The writing was already on the wall for the young Cottey, although he didn’t see the end coming at the time.

“I was actually released by the Swans by recorded delivery and it was a pretty devastating blow. It isn’t something you can ever really prepare for and although my time with the club was relatively short, I absolutely loved it.

“It really was incredible being around some of those players and I would certainly never have swapped it, even though it didn’t last as long as I would have liked.

“Although, my claim to fame is that I was let go at the same time as Dean Saunders, and he didn’t do too badly from it!

“That time around being released, as a young bloke, was the lowest of the low and although I was luckier than many because I still had cricket to chase up, it was a time in my life that I look back on as one that was very difficult.

“It’s the side that people don’t see, the unpredictability of professional sport and the way suddenly not having a routine and being told what to do, where to be, what to wear even, has a huge impact on the way you feel about yourself.”

James Thomas

Cottey’s abilities as a cricketer meant he was able to carve out a career in the game and remained in and around it until last year, when his career took a very different turn – he is now the co-owner of a gelato ice cream café, Cotts&Linz in Shoreham-by-Sea, Sussex.

“It was the kind of opportunity you can’t predict but it soon became obvious that it was going to give us a really good work-life balance and so we went for it," he adds.

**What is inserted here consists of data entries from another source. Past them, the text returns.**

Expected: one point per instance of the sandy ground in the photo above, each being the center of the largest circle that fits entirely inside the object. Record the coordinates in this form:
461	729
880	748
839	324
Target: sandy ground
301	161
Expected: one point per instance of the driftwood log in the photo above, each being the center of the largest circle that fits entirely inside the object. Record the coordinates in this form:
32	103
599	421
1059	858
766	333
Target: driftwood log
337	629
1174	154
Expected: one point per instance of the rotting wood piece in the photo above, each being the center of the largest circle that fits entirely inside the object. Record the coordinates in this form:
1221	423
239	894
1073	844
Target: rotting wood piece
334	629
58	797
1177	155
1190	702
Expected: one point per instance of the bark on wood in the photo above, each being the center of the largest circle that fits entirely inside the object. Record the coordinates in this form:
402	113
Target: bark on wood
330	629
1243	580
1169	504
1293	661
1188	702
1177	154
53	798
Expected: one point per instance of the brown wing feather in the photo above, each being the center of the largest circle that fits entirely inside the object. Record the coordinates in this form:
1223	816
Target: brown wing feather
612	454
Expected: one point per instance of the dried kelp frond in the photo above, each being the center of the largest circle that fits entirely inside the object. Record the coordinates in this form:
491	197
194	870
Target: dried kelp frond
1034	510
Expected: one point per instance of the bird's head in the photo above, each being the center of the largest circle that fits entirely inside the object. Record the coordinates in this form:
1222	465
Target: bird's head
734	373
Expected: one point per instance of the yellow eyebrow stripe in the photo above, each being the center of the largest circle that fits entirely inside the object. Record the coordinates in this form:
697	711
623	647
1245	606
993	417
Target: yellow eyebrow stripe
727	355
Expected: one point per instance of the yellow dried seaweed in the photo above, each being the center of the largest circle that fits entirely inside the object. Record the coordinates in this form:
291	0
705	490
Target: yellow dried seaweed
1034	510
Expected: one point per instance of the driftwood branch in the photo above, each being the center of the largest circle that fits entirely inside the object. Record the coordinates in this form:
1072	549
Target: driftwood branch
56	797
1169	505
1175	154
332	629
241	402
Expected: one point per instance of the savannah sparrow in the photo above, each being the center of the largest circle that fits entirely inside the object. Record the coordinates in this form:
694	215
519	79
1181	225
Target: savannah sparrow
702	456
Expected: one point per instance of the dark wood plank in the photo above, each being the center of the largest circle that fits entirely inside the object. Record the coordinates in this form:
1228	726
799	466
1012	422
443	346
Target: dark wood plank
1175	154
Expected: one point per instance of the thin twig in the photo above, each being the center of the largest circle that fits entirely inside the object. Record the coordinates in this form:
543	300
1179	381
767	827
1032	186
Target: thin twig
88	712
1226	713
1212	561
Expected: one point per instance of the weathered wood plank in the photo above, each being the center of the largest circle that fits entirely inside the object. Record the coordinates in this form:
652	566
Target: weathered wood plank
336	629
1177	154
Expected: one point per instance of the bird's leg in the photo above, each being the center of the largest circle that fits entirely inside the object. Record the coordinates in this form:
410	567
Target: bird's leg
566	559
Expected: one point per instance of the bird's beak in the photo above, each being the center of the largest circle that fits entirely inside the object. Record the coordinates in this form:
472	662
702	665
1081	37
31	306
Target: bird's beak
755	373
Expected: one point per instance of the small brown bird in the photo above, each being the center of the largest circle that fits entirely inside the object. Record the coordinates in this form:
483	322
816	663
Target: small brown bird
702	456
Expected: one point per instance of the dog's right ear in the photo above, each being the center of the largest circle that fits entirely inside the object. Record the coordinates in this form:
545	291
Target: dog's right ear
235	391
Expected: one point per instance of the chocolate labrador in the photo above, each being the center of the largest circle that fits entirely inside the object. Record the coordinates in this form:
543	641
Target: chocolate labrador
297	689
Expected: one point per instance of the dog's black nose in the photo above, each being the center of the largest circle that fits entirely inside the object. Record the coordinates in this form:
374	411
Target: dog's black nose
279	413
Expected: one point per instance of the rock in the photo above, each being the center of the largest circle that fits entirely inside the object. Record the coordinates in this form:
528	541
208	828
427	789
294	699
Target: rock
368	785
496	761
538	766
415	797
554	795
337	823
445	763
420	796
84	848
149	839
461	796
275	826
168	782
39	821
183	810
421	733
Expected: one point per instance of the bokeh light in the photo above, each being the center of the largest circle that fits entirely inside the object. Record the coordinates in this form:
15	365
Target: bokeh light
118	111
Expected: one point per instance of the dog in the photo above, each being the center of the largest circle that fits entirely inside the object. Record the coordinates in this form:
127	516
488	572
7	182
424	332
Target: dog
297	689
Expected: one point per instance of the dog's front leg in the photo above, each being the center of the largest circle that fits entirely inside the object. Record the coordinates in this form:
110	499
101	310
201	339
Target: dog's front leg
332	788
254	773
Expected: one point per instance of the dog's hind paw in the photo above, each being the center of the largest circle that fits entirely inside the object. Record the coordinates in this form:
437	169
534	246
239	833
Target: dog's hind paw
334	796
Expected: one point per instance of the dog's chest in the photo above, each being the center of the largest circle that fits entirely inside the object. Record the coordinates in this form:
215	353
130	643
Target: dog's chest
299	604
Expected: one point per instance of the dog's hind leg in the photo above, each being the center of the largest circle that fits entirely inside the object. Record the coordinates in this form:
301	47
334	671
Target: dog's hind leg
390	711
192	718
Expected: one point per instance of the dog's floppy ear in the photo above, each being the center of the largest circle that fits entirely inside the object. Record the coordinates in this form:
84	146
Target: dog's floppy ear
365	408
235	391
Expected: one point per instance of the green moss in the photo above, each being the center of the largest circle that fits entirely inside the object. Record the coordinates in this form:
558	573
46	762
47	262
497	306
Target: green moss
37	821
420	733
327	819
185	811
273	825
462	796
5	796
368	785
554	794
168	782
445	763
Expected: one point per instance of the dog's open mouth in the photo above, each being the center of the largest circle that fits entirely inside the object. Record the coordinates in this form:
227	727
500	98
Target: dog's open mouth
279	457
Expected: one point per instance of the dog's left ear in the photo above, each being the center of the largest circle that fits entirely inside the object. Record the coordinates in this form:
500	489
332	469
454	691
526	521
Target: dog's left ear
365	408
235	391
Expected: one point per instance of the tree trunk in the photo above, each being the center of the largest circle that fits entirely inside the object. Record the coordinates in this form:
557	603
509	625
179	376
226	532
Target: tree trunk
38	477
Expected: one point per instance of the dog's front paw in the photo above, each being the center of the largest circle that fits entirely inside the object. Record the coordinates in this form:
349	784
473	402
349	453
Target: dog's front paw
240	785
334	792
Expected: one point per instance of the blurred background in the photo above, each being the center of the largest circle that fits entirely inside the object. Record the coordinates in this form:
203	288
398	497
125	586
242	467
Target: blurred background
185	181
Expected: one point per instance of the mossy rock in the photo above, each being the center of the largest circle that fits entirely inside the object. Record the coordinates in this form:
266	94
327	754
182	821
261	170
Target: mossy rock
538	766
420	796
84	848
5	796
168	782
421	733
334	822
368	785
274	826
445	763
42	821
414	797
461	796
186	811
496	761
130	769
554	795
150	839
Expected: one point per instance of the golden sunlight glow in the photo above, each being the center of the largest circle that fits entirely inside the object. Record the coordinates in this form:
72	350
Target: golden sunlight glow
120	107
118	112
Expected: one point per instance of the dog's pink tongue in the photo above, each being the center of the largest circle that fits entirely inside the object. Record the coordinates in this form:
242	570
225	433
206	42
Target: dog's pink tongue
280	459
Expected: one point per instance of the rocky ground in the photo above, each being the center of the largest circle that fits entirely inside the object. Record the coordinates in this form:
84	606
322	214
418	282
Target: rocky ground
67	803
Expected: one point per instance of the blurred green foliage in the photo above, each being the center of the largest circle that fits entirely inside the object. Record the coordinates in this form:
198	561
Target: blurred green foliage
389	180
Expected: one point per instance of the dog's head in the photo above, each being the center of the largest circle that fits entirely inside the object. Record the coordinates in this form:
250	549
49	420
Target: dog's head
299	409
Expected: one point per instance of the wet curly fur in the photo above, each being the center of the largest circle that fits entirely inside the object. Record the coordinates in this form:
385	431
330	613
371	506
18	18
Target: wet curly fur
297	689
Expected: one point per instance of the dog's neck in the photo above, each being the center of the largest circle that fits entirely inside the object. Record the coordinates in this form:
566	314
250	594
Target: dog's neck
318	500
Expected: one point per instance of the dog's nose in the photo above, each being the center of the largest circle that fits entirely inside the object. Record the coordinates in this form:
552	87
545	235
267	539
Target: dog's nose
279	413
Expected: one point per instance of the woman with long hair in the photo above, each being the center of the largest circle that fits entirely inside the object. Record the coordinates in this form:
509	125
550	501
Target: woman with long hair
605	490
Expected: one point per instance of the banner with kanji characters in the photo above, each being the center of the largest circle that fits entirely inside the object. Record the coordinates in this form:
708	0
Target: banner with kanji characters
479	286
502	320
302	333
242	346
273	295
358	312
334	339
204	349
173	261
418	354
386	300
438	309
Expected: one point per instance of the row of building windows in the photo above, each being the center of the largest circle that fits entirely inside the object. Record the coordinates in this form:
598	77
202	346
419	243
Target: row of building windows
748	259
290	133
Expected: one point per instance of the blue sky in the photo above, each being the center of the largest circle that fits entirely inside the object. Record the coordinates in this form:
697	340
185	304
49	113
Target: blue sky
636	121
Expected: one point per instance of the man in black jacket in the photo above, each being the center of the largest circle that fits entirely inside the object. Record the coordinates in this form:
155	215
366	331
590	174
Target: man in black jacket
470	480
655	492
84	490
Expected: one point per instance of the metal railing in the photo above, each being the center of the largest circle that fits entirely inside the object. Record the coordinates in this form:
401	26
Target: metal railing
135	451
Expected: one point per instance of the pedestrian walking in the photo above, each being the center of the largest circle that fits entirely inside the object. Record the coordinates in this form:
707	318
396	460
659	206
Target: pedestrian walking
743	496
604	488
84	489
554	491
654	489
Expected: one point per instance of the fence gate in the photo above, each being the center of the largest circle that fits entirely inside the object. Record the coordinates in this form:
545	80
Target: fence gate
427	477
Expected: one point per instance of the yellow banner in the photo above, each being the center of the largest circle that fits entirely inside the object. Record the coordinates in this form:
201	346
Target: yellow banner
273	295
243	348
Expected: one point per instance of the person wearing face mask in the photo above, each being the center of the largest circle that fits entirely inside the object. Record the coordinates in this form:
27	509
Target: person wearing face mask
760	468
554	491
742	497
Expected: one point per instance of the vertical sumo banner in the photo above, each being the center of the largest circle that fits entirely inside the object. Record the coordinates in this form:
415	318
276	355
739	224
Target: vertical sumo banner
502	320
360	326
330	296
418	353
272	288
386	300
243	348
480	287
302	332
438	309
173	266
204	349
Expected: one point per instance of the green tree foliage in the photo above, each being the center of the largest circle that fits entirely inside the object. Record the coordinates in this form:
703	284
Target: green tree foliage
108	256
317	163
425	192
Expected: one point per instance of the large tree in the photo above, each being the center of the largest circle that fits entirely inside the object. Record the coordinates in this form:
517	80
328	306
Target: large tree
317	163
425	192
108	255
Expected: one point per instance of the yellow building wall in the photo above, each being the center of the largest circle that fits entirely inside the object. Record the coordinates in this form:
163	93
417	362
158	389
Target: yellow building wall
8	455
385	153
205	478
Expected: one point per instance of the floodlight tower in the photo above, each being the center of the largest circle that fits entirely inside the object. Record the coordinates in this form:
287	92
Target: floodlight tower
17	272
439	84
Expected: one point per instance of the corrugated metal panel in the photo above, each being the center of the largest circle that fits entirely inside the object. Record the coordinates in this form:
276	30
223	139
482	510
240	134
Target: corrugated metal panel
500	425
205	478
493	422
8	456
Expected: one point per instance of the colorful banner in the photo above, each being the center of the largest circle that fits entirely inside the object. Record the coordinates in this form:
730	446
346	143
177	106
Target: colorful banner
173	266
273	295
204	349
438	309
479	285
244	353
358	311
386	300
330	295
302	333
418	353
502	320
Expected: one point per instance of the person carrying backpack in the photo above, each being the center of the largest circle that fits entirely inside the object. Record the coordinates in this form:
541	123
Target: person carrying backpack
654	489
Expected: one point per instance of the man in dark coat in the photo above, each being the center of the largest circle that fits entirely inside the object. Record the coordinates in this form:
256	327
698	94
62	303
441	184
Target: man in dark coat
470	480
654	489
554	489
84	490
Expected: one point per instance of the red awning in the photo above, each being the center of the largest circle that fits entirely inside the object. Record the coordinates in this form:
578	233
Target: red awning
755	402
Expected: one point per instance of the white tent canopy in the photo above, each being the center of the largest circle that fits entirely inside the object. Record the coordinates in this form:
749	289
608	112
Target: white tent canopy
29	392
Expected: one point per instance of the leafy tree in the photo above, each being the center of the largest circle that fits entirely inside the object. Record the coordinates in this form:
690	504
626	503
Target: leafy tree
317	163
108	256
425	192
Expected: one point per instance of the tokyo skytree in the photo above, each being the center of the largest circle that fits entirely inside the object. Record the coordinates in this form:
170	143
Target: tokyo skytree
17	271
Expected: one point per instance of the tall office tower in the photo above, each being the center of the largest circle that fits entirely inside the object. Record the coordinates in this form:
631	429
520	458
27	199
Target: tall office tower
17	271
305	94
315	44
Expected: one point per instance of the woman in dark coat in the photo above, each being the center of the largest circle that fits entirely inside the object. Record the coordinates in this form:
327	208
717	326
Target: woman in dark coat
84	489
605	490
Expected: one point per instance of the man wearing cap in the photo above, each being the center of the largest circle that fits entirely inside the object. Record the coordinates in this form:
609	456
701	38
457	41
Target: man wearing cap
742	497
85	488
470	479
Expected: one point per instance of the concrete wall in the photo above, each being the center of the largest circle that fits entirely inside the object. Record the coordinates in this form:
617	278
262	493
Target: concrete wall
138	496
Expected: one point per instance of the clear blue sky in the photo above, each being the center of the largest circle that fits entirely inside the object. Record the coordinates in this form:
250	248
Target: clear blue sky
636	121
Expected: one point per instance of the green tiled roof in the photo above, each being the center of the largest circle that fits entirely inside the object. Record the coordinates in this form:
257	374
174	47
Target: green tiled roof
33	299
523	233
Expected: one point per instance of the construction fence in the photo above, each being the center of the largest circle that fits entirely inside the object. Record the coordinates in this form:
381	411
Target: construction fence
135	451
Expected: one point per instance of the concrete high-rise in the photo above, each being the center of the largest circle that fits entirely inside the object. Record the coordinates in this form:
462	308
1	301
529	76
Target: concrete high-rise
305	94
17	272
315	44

“I run it with my partner and it has given me an opportunity to learn new skills and have a degree of flexibility, as well as being around different people, including some university students who did seasonal work with us last year.

“We did intend making the ice cream ourselves but we’ve found someone who makes what we want and to the standard we were looking for, so we can focus on making the café as good as it can be.

“It’s very different but that’s one of the many positives - and I’m still doing some after dinner speaking so although there is a better work-life balance it is still work!”

Cottey left Glamorgan in 1999 after 12 years, which included winning the 1993 Sunday League and 1998 County Championship titles with them.

He played the next six seasons for Sussex, scoring over 5,000 runs across first-class and one-day cricket and was part of the championship winning side of 2003.

He returned to Sussex in 2009 to work for their commercial arm, primarily on sponsorship and partnerships.

“I’ve lived away from Swansea for a long time and professionally my career took me away from football, but I have always been a Swans fan.

“I remember being on the treadmill at Sussex in 2003, the day the Swans were playing Hull and James Thomas scored the goal that saved us from being booted out of the league. There was no way I was getting off that treadmill until the Swans were secure!”